Publié le 31 janvier 2012 par Copeau @Contrepoints

Le monde de la finance le plus néfaste, le plus injuste, le plus odieux est… celui de la politique.

Par Jacques Garello
Article publié en collaboration avec l’aleps

Condamnons ce monde de la finance !
Voilà donc l’adversaire – non déclaré – de François Hollande.

Mais s’agit-il de Nicolas Sarkozy ? J’en doute, puisque le Président n’a pas manqué d’attribuer la crise aux dérèglements de la finance, et mène croisade pour la moraliser, à grands coups de taxes et règlements internationaux.

S’agit-il de Marine Le Pen ? Elle nous sert en permanence des couplets contre le capitalisme apatride qui réduit les travailleurs français au chômage.

S’agit-il de François Bayrou ? Il est contre tout le monde, et pourquoi pas contre le monde de la finance.

Ainsi s’organise entre nos candidats une surenchère pour condamner ce pelé, ce galeux, d’où venait tout le mal.
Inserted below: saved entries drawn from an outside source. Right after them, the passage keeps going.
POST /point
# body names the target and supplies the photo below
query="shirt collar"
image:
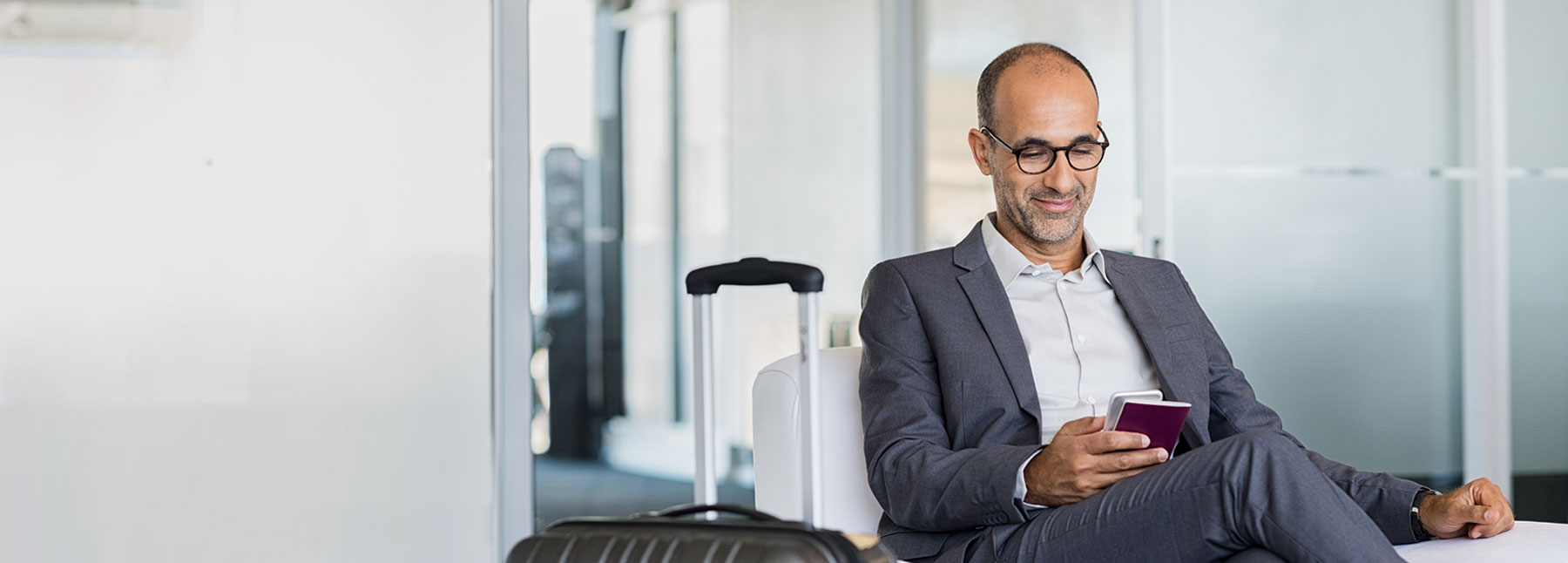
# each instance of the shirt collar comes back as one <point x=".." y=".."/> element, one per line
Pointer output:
<point x="1010" y="262"/>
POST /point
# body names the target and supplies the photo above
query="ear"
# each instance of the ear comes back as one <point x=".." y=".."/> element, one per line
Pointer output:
<point x="982" y="151"/>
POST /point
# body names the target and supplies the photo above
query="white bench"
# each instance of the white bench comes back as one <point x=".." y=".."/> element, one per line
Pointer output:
<point x="848" y="504"/>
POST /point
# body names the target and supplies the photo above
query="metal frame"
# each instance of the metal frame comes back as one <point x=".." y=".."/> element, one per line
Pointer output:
<point x="902" y="125"/>
<point x="1484" y="229"/>
<point x="1152" y="107"/>
<point x="511" y="327"/>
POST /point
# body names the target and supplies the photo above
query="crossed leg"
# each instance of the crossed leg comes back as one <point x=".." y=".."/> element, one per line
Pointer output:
<point x="1254" y="490"/>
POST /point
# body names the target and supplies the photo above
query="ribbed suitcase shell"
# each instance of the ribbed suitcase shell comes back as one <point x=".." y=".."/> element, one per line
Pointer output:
<point x="659" y="539"/>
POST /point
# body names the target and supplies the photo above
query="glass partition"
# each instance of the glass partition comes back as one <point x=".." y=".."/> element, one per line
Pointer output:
<point x="1315" y="215"/>
<point x="1538" y="266"/>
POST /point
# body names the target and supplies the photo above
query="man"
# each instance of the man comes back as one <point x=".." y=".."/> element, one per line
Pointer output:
<point x="988" y="364"/>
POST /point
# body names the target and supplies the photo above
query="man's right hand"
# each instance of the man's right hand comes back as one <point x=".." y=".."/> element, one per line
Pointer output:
<point x="1082" y="460"/>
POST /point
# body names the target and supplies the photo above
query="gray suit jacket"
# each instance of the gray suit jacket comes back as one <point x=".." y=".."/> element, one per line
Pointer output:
<point x="950" y="410"/>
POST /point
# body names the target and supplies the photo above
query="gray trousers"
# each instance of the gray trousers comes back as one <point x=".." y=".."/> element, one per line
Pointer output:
<point x="1247" y="496"/>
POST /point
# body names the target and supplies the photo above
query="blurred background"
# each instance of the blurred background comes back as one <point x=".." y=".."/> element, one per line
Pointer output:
<point x="400" y="282"/>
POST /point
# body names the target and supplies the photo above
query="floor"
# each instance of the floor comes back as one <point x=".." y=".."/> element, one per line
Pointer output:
<point x="587" y="488"/>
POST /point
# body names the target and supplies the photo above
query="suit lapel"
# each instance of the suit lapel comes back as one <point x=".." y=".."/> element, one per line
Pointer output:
<point x="996" y="315"/>
<point x="1132" y="292"/>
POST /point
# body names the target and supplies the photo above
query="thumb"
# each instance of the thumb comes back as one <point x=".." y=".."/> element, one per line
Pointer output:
<point x="1079" y="427"/>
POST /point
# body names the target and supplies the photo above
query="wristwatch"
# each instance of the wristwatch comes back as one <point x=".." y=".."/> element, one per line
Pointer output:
<point x="1415" y="515"/>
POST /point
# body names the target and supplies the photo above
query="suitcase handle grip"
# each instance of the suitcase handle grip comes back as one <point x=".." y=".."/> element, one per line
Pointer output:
<point x="754" y="272"/>
<point x="687" y="510"/>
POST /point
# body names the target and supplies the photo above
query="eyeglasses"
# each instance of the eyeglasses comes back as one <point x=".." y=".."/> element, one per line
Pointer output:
<point x="1035" y="159"/>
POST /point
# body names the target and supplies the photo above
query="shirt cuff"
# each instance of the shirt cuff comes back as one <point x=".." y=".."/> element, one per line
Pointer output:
<point x="1019" y="490"/>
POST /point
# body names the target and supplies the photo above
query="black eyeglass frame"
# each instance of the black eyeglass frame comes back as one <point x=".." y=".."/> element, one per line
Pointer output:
<point x="1052" y="162"/>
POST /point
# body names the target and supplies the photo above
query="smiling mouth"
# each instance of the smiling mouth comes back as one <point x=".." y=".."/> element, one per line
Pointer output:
<point x="1056" y="206"/>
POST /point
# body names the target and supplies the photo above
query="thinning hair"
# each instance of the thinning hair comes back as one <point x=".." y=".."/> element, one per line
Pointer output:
<point x="985" y="94"/>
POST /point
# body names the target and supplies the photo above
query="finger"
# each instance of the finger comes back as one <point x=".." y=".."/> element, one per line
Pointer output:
<point x="1079" y="427"/>
<point x="1119" y="461"/>
<point x="1105" y="480"/>
<point x="1499" y="515"/>
<point x="1115" y="441"/>
<point x="1470" y="515"/>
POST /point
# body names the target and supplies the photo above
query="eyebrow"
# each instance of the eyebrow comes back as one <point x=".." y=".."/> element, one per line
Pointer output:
<point x="1040" y="141"/>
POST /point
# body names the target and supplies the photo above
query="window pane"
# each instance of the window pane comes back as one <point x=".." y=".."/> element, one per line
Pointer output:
<point x="1328" y="84"/>
<point x="1538" y="323"/>
<point x="1342" y="311"/>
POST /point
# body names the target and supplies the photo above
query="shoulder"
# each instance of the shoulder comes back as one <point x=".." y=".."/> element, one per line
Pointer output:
<point x="1140" y="266"/>
<point x="909" y="274"/>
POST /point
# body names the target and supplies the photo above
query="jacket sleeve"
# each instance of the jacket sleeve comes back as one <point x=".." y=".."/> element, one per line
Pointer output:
<point x="1234" y="410"/>
<point x="915" y="471"/>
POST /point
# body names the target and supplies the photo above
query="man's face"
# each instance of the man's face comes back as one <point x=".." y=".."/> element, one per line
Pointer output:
<point x="1040" y="104"/>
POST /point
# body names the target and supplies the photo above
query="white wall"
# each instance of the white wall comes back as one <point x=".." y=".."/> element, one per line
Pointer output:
<point x="245" y="308"/>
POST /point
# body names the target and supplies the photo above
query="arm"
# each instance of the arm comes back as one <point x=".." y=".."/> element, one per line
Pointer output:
<point x="1234" y="408"/>
<point x="915" y="471"/>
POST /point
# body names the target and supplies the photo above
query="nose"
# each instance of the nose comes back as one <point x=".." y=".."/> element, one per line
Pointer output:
<point x="1058" y="176"/>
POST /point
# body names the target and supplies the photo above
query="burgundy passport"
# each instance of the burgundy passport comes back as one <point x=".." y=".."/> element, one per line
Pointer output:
<point x="1160" y="421"/>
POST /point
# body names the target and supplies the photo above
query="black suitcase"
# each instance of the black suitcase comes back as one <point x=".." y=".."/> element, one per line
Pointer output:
<point x="707" y="532"/>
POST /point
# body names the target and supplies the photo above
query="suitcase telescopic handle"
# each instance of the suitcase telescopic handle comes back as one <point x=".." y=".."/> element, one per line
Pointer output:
<point x="754" y="272"/>
<point x="737" y="510"/>
<point x="703" y="284"/>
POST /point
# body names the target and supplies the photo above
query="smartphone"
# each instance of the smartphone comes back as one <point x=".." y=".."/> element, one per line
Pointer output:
<point x="1121" y="398"/>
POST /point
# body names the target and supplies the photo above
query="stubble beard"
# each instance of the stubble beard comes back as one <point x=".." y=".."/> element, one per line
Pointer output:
<point x="1037" y="223"/>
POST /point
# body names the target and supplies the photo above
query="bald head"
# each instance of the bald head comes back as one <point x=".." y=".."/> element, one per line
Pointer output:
<point x="1042" y="60"/>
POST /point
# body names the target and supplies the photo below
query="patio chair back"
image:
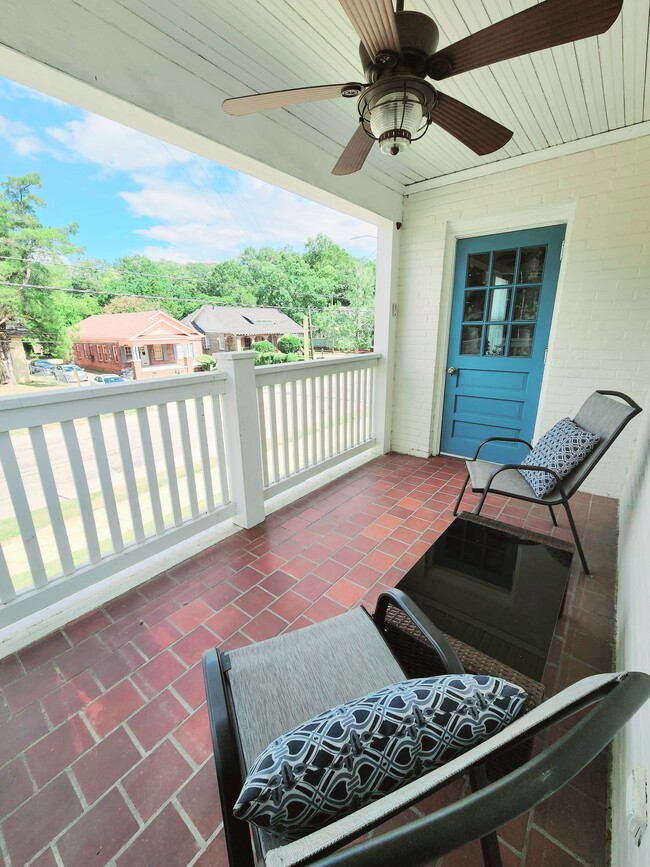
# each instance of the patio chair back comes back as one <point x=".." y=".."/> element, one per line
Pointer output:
<point x="602" y="415"/>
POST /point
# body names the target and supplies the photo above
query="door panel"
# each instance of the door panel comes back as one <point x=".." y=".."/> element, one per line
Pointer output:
<point x="504" y="291"/>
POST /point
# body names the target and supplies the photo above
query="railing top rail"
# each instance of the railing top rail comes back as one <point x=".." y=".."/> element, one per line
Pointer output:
<point x="67" y="404"/>
<point x="301" y="369"/>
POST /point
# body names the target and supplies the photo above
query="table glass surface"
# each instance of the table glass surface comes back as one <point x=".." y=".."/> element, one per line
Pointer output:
<point x="495" y="587"/>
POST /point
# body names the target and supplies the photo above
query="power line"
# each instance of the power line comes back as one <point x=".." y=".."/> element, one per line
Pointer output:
<point x="214" y="302"/>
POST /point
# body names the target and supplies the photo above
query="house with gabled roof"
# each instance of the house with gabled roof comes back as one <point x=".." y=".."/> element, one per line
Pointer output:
<point x="228" y="329"/>
<point x="147" y="344"/>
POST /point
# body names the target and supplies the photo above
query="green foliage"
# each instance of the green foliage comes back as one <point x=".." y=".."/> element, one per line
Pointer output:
<point x="206" y="362"/>
<point x="263" y="358"/>
<point x="290" y="343"/>
<point x="263" y="346"/>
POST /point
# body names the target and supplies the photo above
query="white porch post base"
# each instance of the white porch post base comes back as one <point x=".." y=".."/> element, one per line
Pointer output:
<point x="243" y="437"/>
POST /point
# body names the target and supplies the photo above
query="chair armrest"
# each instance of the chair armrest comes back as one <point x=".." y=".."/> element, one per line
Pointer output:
<point x="432" y="634"/>
<point x="226" y="758"/>
<point x="501" y="440"/>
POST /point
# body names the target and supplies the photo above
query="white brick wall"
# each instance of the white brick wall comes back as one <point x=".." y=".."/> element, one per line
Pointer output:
<point x="600" y="336"/>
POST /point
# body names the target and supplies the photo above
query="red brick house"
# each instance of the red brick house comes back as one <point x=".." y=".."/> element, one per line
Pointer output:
<point x="149" y="343"/>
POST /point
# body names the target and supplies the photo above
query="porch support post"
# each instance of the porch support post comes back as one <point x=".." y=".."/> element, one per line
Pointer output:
<point x="243" y="437"/>
<point x="385" y="327"/>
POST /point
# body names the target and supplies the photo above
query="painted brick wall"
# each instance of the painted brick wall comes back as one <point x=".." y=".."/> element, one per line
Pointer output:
<point x="632" y="745"/>
<point x="600" y="337"/>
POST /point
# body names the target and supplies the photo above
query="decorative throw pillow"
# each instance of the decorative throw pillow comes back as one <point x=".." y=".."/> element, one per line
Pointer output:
<point x="358" y="752"/>
<point x="562" y="448"/>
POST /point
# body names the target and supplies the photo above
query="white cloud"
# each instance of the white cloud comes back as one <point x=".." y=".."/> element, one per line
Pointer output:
<point x="21" y="138"/>
<point x="194" y="223"/>
<point x="114" y="147"/>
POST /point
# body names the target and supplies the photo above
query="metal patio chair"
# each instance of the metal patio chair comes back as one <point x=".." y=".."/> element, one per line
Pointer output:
<point x="258" y="692"/>
<point x="599" y="415"/>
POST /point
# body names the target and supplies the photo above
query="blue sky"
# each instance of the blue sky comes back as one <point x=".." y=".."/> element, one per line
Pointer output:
<point x="131" y="193"/>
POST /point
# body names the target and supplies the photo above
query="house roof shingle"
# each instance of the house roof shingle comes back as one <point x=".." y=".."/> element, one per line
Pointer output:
<point x="242" y="321"/>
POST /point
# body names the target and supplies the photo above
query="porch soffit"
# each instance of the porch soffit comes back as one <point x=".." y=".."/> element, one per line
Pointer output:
<point x="165" y="67"/>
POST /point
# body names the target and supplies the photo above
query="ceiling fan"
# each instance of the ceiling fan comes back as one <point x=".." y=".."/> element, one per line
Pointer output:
<point x="398" y="52"/>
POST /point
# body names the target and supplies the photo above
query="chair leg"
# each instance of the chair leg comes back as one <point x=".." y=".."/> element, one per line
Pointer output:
<point x="489" y="844"/>
<point x="572" y="524"/>
<point x="460" y="496"/>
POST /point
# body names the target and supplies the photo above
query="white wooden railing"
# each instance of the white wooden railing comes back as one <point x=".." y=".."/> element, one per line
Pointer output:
<point x="96" y="481"/>
<point x="313" y="415"/>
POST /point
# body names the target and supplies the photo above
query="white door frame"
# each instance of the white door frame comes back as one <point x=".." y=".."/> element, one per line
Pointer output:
<point x="471" y="227"/>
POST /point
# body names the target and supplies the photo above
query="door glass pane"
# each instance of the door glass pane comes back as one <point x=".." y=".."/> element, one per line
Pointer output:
<point x="478" y="265"/>
<point x="526" y="302"/>
<point x="470" y="340"/>
<point x="499" y="303"/>
<point x="495" y="342"/>
<point x="521" y="341"/>
<point x="503" y="270"/>
<point x="531" y="266"/>
<point x="474" y="305"/>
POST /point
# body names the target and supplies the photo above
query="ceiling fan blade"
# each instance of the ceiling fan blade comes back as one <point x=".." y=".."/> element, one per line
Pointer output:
<point x="480" y="133"/>
<point x="240" y="105"/>
<point x="553" y="22"/>
<point x="355" y="153"/>
<point x="374" y="21"/>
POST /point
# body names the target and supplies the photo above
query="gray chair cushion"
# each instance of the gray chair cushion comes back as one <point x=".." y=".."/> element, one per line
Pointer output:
<point x="280" y="683"/>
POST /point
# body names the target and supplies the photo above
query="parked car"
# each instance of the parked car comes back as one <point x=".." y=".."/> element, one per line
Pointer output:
<point x="42" y="367"/>
<point x="107" y="379"/>
<point x="69" y="373"/>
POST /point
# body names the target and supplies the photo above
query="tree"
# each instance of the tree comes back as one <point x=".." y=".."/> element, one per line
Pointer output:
<point x="28" y="253"/>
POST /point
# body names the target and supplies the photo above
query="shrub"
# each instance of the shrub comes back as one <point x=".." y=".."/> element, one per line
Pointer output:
<point x="289" y="343"/>
<point x="205" y="362"/>
<point x="264" y="358"/>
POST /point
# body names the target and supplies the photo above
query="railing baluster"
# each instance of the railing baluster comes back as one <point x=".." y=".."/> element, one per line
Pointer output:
<point x="293" y="386"/>
<point x="205" y="453"/>
<point x="345" y="412"/>
<point x="314" y="431"/>
<point x="21" y="509"/>
<point x="83" y="492"/>
<point x="321" y="414"/>
<point x="221" y="451"/>
<point x="170" y="463"/>
<point x="150" y="468"/>
<point x="285" y="428"/>
<point x="7" y="589"/>
<point x="304" y="425"/>
<point x="129" y="475"/>
<point x="187" y="457"/>
<point x="262" y="394"/>
<point x="274" y="434"/>
<point x="106" y="483"/>
<point x="43" y="462"/>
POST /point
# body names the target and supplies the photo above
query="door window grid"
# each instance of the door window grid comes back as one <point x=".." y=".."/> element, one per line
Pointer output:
<point x="499" y="318"/>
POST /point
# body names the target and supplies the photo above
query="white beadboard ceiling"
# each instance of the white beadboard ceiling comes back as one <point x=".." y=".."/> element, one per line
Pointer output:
<point x="555" y="96"/>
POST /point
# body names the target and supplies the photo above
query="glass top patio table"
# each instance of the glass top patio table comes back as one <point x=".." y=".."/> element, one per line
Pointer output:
<point x="495" y="587"/>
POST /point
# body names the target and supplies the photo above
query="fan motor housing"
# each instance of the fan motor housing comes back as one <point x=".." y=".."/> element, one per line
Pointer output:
<point x="418" y="35"/>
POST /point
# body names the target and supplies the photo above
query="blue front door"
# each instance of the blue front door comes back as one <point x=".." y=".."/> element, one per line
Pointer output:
<point x="504" y="290"/>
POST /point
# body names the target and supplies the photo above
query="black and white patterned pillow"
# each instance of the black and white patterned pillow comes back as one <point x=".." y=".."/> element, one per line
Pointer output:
<point x="562" y="449"/>
<point x="356" y="753"/>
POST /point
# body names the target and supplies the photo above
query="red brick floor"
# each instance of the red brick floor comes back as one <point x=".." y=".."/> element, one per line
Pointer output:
<point x="105" y="754"/>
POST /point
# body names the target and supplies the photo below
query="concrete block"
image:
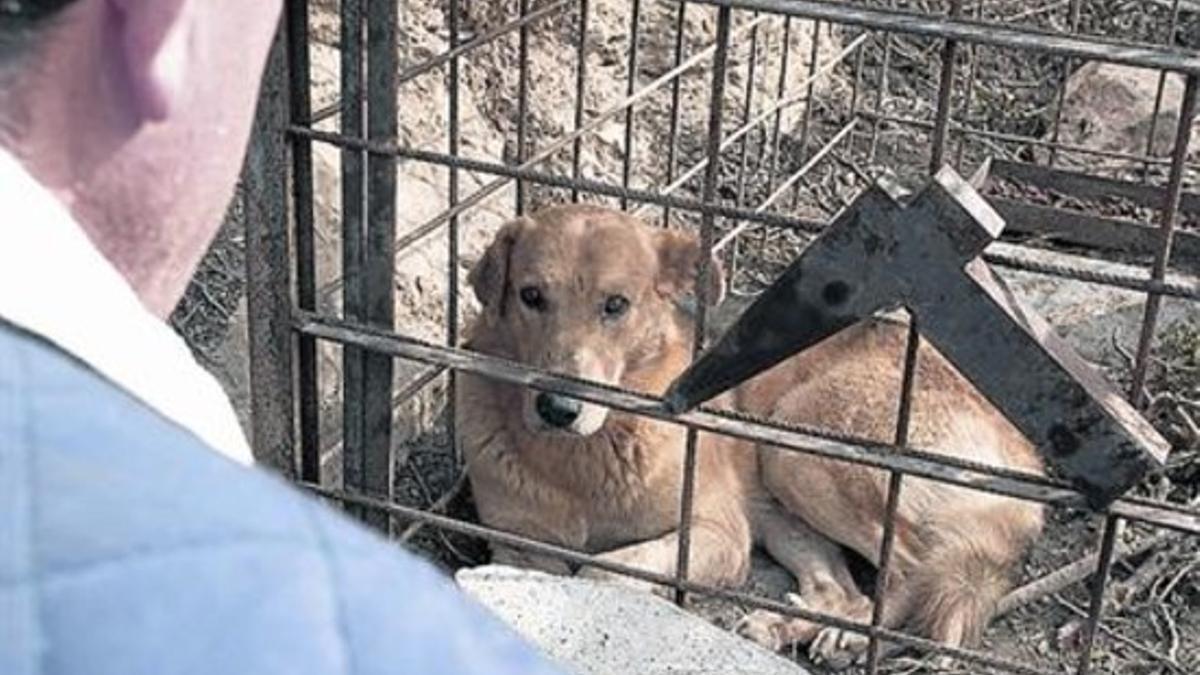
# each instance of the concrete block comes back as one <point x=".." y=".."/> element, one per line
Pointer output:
<point x="600" y="628"/>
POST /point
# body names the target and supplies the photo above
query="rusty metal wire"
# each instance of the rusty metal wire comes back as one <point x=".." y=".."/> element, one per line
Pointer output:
<point x="371" y="148"/>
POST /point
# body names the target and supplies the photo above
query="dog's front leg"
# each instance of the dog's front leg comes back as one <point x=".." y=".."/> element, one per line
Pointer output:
<point x="717" y="557"/>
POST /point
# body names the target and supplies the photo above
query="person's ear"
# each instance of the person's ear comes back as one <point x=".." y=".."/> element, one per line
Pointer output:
<point x="154" y="36"/>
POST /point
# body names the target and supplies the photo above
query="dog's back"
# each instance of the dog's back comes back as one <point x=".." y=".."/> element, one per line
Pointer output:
<point x="954" y="548"/>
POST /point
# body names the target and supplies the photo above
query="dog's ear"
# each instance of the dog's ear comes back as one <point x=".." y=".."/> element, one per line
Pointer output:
<point x="490" y="276"/>
<point x="679" y="257"/>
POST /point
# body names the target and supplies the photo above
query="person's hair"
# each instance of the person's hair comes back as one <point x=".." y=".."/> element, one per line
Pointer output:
<point x="21" y="21"/>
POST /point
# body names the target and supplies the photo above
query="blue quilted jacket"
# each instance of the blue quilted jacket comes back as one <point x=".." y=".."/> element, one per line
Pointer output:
<point x="127" y="548"/>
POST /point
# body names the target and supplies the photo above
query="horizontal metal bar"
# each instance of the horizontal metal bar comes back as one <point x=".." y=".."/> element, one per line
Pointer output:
<point x="792" y="437"/>
<point x="582" y="559"/>
<point x="483" y="39"/>
<point x="977" y="33"/>
<point x="1086" y="186"/>
<point x="1095" y="232"/>
<point x="1188" y="288"/>
<point x="773" y="109"/>
<point x="435" y="223"/>
<point x="1189" y="291"/>
<point x="448" y="55"/>
<point x="1017" y="138"/>
<point x="821" y="154"/>
<point x="813" y="161"/>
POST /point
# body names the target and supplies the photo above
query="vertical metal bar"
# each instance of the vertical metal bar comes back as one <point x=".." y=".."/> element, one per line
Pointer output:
<point x="635" y="11"/>
<point x="717" y="107"/>
<point x="300" y="112"/>
<point x="581" y="76"/>
<point x="856" y="97"/>
<point x="522" y="100"/>
<point x="904" y="419"/>
<point x="673" y="130"/>
<point x="453" y="226"/>
<point x="945" y="96"/>
<point x="780" y="90"/>
<point x="353" y="211"/>
<point x="1068" y="66"/>
<point x="1167" y="231"/>
<point x="268" y="272"/>
<point x="969" y="96"/>
<point x="807" y="124"/>
<point x="1108" y="544"/>
<point x="881" y="94"/>
<point x="814" y="55"/>
<point x="1169" y="40"/>
<point x="747" y="108"/>
<point x="383" y="64"/>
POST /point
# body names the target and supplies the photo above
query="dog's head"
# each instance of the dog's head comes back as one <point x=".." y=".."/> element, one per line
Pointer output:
<point x="587" y="292"/>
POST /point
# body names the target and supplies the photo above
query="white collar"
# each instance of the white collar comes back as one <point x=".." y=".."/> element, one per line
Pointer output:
<point x="57" y="285"/>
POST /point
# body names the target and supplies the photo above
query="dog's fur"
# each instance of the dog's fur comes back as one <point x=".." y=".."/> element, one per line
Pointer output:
<point x="609" y="483"/>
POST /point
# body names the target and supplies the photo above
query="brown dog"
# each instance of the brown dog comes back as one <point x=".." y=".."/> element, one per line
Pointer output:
<point x="593" y="293"/>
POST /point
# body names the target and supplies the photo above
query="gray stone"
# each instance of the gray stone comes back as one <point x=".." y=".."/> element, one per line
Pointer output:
<point x="1111" y="107"/>
<point x="607" y="629"/>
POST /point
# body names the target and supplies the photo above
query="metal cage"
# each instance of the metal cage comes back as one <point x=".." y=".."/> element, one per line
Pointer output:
<point x="732" y="184"/>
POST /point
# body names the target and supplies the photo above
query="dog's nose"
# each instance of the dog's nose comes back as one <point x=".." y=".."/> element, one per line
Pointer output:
<point x="557" y="411"/>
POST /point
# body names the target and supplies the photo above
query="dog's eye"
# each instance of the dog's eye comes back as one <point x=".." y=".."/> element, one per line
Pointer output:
<point x="533" y="298"/>
<point x="615" y="306"/>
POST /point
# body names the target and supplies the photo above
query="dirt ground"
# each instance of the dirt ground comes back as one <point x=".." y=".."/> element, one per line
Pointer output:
<point x="1152" y="622"/>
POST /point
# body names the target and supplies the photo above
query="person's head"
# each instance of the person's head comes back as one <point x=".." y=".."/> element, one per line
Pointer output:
<point x="136" y="114"/>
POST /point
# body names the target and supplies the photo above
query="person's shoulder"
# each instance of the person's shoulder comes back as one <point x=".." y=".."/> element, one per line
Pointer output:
<point x="131" y="547"/>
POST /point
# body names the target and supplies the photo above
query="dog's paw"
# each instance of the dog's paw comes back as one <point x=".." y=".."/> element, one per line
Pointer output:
<point x="765" y="628"/>
<point x="838" y="649"/>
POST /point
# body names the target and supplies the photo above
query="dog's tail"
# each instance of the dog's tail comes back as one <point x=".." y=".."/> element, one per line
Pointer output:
<point x="958" y="587"/>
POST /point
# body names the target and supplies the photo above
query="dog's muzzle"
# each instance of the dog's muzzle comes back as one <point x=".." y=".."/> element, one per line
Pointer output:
<point x="557" y="411"/>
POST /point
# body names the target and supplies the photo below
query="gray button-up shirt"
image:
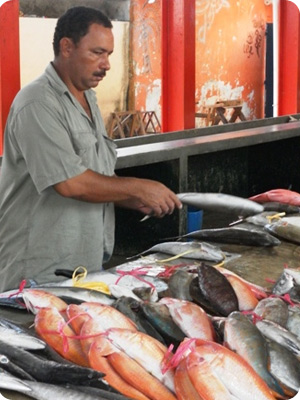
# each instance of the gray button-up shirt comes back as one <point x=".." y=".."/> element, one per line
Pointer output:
<point x="48" y="139"/>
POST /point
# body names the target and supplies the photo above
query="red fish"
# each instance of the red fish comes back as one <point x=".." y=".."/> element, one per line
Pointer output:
<point x="53" y="329"/>
<point x="284" y="196"/>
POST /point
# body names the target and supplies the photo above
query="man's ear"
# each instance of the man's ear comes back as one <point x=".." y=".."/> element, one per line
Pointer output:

Je souscris en grande partie à cette fable de La Fontaine. Mais peut-être ma conception du monde de la finance n’est-elle pas la même que celle de ces politiciens. Précisément parce que le monde de la finance le plus néfaste, le plus injuste, le plus odieux, est à mes yeux celui de la politique.

Ce monde de la finance publique est néfaste. On lui doit la crise mondiale, et la crise européenne. La crise de 2008 n’a pas pris naissance chez les banquiers ni chez les boursiers, mais bien dans les bureaux de la Maison Blanche et de la Fed. Les politiciens américains ont mis en place une politique « d’argent facile », poussant des insolvables à s’endetter avec la garantie de l’État, couvrant les erreurs de Wall Street par un refinancement généreux avec des taux d’intérêt nuls. Tous les financiers américains n’ont pas été des saints, mais ils ont tous été pardonnés d’avance et le budget fédéral est devenu la caisse de Notre Dame du Bon Secours.

Là-dessus, et c’est plus grave aujourd’hui, les États européens ont été pris la main dans le sac. On s’est enfin aperçu de ce que beaucoup de gens (comme nos Conseillers à la Cour des Comptes) savaient depuis longtemps. François Fillon dès son arrivée au pouvoir : « la France est en faillite » – c’était avant la crise « financière ».

Ce monde de la finance publique est injuste, il dresse les gens les uns contre les autres. Il subventionne les amis et clients du pouvoir au détriment de la nation. C’est le monde des déficits, le monde des expédients, le monde de l’insouciance. Nos dirigeants ont joué les cigales, parce que c’est plus facile de chanter que d’épargner. Les dépenses publiques permettent de satisfaire les privilèges, d’attirer la clientèle électorale, et d’acheter un brevet de « justice sociale » en spoliant ceux qui travaillent et dont les gains mérités par les services rendus à la communauté sont honteusement confisqués. Le monde de la finance budgétaire c’est celui des manifestants, de ceux qui bloquent les routes, de ceux qui mettent les trains et les avions en panne.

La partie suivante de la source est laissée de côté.